Skin for skin, &c. The design of these words is plain, which was to detract from Job, and to diminish that honour and praise which God gave him, by pretending that he had done no more than the meanest men commonly do by the law of self-preservation. And it is equally clear that this was a proverbial speech then in use, to denote the great value in which life is held, insomuch that, to preserve it, a man would suffer even his skin to be torn off. It may signify also that a man, in order to save his life, would willingly suffer himself to be stripped of all his property. But the words בעד נפשׁו begnad naphsho, rendered here, for his life, ought rather to be rendered, for his person. For the question was not about his life, which Satan had not the impudence to desire; nor indeed could the trial be made, by taking away his life, whether he would hold fast his integrity; but rather by smiting him in his bone, and in his flesh. And Satan, in these words, insinuates that severe bodily pain was much more grievous to the human nature, and would be less patiently borne by Job, than any outward calamities which did not affect his own person.

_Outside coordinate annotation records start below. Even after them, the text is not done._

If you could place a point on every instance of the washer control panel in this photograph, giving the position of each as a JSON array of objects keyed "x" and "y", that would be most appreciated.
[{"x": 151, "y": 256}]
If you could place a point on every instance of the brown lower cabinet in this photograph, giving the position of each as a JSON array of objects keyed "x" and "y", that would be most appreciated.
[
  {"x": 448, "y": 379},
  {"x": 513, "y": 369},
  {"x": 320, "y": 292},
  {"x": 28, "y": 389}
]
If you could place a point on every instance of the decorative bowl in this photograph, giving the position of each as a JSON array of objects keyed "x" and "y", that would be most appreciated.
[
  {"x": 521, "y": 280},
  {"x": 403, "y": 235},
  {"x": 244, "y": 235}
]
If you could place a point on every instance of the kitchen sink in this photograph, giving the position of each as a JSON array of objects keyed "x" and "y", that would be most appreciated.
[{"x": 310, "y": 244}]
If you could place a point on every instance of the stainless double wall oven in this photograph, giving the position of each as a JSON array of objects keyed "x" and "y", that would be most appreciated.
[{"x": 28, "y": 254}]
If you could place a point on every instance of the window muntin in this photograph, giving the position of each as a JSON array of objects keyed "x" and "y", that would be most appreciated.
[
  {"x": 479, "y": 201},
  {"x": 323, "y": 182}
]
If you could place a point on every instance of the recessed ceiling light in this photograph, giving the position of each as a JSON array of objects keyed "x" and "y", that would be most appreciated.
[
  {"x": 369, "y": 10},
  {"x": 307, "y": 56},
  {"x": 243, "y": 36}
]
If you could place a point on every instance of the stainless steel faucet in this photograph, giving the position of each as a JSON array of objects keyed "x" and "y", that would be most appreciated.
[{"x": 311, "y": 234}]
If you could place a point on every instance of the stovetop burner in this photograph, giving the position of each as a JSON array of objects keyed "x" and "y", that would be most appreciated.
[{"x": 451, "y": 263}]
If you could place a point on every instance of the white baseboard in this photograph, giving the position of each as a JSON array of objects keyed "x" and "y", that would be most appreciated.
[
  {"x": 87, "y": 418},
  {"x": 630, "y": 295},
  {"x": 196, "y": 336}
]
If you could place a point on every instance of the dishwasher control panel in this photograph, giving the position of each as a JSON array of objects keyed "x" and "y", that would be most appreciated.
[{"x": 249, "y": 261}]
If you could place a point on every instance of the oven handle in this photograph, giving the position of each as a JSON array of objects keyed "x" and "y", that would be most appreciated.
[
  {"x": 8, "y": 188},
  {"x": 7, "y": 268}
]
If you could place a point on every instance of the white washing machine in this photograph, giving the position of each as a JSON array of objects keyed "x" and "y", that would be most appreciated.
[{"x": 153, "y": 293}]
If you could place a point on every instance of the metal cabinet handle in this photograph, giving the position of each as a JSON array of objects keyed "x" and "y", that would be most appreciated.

It is as if he had said, How dear soever a man's goods, or servants, or children, may be to him, yet still his own person is dearer; and seeing that Job is still under no pain of body, and in no danger of losing his life, his constancy is not to be boasted of: nor is his holding fast his integrity amidst his losses, nor his patience under them, an evidence of his sincere and generous piety, but these things are rather effects of mere self-love: he is content with the loss of his estate, and even of his children too, so long as he sleeps in a whole skin; and is well pleased that thou wilt accept of these as a ransom in his stead. And it is not true patience which makes him seem to bear his troubles so submissively, but rather policy, that he may in this way appease thy wrath against him, and prevent those further plagues, which, for his hypocrisy, he fears thou wouldst otherwise bring upon his body.

Job 2:4

4 And Satan answered the LORD, and said, Skin for skin, yea, all that a man hath will he give for his life.